Date of Award:

1983

Document Type:

Dissertation

Degree Name:

Doctor of Philosophy (PhD)

Department:

Nutrition, Dietetics, and Food Sciences

Advisor/Chair:

D. P. Cornforth

Abstract

Three separate experiments were conducted to investigate the effects of heat treatment on meat heme and nonheme iron bioavailability in anemic rats. Male weanling Sprague-Drawley rats were first made anemic, then subsequently fed with experimental diets. In the first experiment, dietary iron sources were raw or autoclaved meat mixed with ferrous sulfate to give the ratios of iron from meat and ferrous sulfate equal to 100:0, 75:25, 50:50, 25:75, and 0:100 respectively. For the second experiment, the dietary iron sources were raw or autoclaved meat mixed with bovine hemoglobin (HB) to give dietary iron ratios as described for experiment 1. For experiment 3, dietary iron sources were boiled meat and baked meat.

Known amounts of the experimental diets were fed the anemic rats for a 10-day repletion period. Body weight, hemoglobin concentration and hematocrit were determined before and after the repletion period. The animals were then sacrificed and the liver iron content was measured, as was the iron content of the feces from the last 7 days on test of each rat. In vitro digestion was done to determine the amount of soluble iron in the diets.

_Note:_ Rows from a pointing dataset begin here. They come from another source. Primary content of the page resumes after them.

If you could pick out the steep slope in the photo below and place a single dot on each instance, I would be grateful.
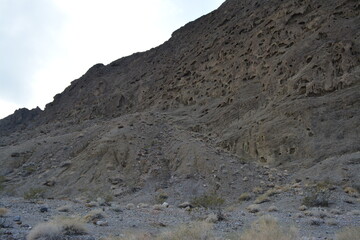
(275, 82)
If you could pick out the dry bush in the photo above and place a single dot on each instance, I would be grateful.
(48, 231)
(261, 199)
(131, 236)
(253, 208)
(192, 231)
(352, 233)
(245, 197)
(351, 191)
(70, 225)
(317, 195)
(57, 229)
(258, 190)
(94, 216)
(267, 228)
(208, 201)
(3, 212)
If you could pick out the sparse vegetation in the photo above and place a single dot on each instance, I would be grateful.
(34, 193)
(245, 197)
(351, 191)
(317, 195)
(94, 216)
(2, 181)
(258, 190)
(253, 208)
(261, 199)
(348, 234)
(208, 201)
(57, 229)
(194, 231)
(161, 197)
(267, 228)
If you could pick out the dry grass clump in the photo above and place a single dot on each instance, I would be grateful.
(193, 231)
(261, 199)
(351, 191)
(267, 228)
(94, 215)
(57, 229)
(208, 201)
(253, 208)
(3, 212)
(257, 190)
(352, 233)
(245, 197)
(131, 236)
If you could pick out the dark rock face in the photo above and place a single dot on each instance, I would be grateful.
(274, 81)
(19, 120)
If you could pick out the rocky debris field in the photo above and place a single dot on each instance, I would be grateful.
(103, 219)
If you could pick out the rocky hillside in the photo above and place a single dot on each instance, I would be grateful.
(252, 85)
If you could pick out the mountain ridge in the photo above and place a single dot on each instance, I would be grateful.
(273, 82)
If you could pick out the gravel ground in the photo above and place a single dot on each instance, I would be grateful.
(314, 223)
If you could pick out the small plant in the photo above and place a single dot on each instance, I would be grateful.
(161, 197)
(109, 198)
(317, 196)
(3, 212)
(193, 231)
(245, 197)
(348, 234)
(58, 228)
(2, 181)
(351, 191)
(34, 193)
(261, 199)
(258, 190)
(267, 228)
(208, 201)
(94, 215)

Heat treatment increased the bioavailability of iron from hemoglobin from 23% to 30%. The effect of cooking on the bioavailability of iron from meat and ferrous sulfate were negligible. The efficiencies of conversion were 35, 37, 36 and 37 for raw meat, autoclaved meat, boiled meat and baked meat, respectively. Ferrous sulfate gave the highest bioavailability in anemic rats (65%). As the dietary proportion of iron from ferrous sulfate increased, the dietary iron bioavailability increased proportionally. Iron bioavailability decreased as the proportion of dietary iron from hemoglobin (HB) increased. Meat did not increase the bioavailability of iron from either ferrous sulfate or hemoglobin.

Heat treatment decreased the heme iron content in the diets but did not affect the amount of soluble iron. Soluble iron content increased as the dietary proportion of iron from ferrous sulfate or hemoglobin (HB) increased. There was no correlation between the iron. bioavailability in rat and the soluble iron content determined by in vitro digestion.